Tensions grew, sides formed. Magic versus the church.

The beginnings of what you see now. Oris Webb’s father was the pastor then, and he was a nasty fellow, always blaming magic and looking for enemies. ”

No wonder Oris Webb has been strategically harboring his vendetta against magic. It’s his family legacy.

“I’m guessing it didn’t take much for Gertha Fudge to exile you from the Holler’s good favor. And the church,” I say. She’d already lost her husband to the Widow Witch at that point.

Another grim nod. “Tolerance for magic got better under Mayor Summer, but the damage was done. I tried to live quietly, take up as little space as possible. I stomached ten years of that nonsense. Then my dear friend Ambrosia Frost passed.”

Dear friend? My grandmother? Even I sometimes forget how small Foxe Holler is. Momaw Frost probably baked the Governess plenty of cures over the years. Shoot, Ms. Zeen likely knew my grandmother longer than I did.

“Her death… I decided I wasn’t going to waste the rest of my life shrinking myself to fit into a place that made no room for me.

Mr. Knight was the only other person who’d lived through that fire, and I knew he was alone, up in this empty house.

So I thought, if we both had to suffer in silence, we could do it together.

He never blamed me, didn’t care about my history with the church or the library.

He gave me a room and a job and never asked me to leave. ”

My mouth is definitely open. Attractive, I’m sure. I somehow have more questions than I did before. If Ms. Zeen knew my Momaw, then surely the Knight family made it down to the Apothakery while my mother was the Farewitch. Or did they keep to themselves even then?

One mystery meat at a time, my mom says. I need to be focused on tomorrow, not twenty-five years ago.

“Can you tell me anything more about the Widow Witch?”

“Ask Beulah. She’s older than Gertha, and Fudge won’t give you a straight answer, anyway.”

“So I’ve learned.” I make a mental note to visit Ms. Buchanan before we leave if I can. “Why is Fudge so pissy all the time?”

I know why she hates magic—the Widow Witch took her husband. And I know why she dislikes Ms. Zeen. But none of this explains why she hates a man who hasn’t stepped foot in town in two decades.

Ms. Zeen pulls me from my thoughts. “Sometimes, dear, when folks think old women are grouchy, we’re just weary.

We’ve been tired for years. No one is perfect.

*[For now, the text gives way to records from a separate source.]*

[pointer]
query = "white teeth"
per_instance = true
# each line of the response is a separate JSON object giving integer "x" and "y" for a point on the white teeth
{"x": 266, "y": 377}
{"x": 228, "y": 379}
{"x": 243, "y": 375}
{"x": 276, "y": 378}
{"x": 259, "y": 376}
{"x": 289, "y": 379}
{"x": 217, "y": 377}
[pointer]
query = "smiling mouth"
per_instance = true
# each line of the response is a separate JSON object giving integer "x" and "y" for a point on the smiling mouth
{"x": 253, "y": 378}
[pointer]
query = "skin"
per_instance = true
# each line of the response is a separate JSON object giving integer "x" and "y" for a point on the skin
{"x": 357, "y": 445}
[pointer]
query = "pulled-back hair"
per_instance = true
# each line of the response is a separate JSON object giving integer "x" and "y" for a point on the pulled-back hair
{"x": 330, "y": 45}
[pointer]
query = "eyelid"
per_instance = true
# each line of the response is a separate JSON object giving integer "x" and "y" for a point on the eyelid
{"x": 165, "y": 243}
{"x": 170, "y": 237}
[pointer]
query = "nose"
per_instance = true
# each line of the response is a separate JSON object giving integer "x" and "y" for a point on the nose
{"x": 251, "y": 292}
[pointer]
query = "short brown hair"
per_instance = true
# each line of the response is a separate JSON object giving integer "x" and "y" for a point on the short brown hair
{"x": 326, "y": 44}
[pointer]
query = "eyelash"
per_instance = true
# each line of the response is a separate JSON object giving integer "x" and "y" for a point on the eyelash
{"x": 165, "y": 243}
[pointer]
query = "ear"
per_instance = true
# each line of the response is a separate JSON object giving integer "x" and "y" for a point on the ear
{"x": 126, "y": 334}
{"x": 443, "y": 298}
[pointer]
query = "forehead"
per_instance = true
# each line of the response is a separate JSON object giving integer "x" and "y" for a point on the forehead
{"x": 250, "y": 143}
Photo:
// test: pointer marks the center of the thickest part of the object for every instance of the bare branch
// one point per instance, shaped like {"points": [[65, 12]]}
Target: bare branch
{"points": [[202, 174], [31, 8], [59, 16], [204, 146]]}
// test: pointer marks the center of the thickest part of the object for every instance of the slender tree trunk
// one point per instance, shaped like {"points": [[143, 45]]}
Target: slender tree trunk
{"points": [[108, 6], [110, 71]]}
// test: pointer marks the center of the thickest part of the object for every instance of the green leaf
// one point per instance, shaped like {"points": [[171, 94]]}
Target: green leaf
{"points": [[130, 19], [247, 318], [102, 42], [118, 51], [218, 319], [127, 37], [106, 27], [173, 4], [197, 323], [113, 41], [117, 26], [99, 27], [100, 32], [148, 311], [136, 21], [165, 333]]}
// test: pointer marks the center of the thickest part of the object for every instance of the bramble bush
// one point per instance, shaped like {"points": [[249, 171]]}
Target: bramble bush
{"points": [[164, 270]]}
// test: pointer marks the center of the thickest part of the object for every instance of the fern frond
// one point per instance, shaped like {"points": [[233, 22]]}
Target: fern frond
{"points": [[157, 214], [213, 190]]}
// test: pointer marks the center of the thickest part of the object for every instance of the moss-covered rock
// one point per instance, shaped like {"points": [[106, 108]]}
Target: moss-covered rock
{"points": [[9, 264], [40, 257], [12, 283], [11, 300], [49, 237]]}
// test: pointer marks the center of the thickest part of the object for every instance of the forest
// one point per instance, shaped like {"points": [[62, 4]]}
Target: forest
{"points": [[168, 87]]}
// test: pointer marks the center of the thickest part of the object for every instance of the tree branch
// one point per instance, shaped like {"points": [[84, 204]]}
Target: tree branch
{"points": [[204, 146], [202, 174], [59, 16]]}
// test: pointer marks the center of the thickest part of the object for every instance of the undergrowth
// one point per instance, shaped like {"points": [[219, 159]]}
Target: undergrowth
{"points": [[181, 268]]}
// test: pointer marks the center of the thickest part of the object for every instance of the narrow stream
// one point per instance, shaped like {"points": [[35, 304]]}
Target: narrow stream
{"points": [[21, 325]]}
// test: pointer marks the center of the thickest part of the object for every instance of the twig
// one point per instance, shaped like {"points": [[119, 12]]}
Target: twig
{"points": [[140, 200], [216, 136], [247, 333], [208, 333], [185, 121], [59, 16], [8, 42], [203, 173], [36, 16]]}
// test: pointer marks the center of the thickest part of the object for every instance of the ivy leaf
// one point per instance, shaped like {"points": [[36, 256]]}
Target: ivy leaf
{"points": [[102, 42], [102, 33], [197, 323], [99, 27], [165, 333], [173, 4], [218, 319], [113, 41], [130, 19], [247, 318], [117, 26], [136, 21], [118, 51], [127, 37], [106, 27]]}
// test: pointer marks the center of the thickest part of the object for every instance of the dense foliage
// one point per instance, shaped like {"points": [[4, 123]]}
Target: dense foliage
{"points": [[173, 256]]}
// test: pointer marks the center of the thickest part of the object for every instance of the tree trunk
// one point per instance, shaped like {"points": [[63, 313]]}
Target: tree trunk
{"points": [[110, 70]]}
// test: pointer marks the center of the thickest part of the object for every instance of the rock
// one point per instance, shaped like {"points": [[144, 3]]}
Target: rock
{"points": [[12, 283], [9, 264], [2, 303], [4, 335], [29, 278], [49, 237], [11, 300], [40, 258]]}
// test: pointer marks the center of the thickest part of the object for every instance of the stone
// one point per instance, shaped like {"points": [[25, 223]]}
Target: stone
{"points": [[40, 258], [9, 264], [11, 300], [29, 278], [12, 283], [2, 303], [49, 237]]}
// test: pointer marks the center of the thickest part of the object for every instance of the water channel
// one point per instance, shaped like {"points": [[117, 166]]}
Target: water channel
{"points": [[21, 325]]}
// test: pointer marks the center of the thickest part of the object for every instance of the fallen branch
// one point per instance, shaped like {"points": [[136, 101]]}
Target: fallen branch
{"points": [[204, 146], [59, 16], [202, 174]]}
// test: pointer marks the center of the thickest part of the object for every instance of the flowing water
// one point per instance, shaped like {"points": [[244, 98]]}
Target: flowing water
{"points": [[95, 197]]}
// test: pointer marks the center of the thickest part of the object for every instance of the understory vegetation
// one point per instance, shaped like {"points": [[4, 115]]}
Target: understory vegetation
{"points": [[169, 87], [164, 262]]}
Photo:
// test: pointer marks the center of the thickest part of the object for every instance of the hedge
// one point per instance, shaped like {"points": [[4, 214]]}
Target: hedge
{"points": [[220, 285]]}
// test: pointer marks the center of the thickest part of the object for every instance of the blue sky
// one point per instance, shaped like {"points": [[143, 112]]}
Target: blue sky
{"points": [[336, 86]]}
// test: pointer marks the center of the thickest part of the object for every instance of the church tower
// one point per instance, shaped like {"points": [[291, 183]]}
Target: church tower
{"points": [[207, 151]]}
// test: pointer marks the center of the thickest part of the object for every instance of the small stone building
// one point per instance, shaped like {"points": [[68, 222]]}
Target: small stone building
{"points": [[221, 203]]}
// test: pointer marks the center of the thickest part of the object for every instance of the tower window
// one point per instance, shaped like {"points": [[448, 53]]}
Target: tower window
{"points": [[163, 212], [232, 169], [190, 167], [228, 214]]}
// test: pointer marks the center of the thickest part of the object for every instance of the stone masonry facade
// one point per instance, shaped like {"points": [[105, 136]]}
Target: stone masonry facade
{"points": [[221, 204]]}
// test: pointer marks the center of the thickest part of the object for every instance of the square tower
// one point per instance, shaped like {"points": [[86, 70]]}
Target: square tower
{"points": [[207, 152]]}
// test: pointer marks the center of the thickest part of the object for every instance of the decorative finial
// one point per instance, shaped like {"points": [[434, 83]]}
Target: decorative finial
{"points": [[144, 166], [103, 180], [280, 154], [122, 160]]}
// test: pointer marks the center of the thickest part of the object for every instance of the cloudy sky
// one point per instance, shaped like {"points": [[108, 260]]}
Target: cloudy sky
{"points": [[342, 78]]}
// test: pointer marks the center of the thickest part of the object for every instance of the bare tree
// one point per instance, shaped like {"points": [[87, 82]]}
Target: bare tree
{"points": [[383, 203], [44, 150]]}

As there is a cost to magic, there is a cost to caring for someone.

You just need to find the good folks who are worth the cost and hold on to them.

” Her expression shifts. “Be cautious tomorrow, Ms. Frost. Some folks despise magic because they have none. But some resent it whether they have their own or not, simply because others have it, too.”

“So which one is the Widow Witch?”

“It doesn’t matter which your enemy is, dear. It just matters which one you are.”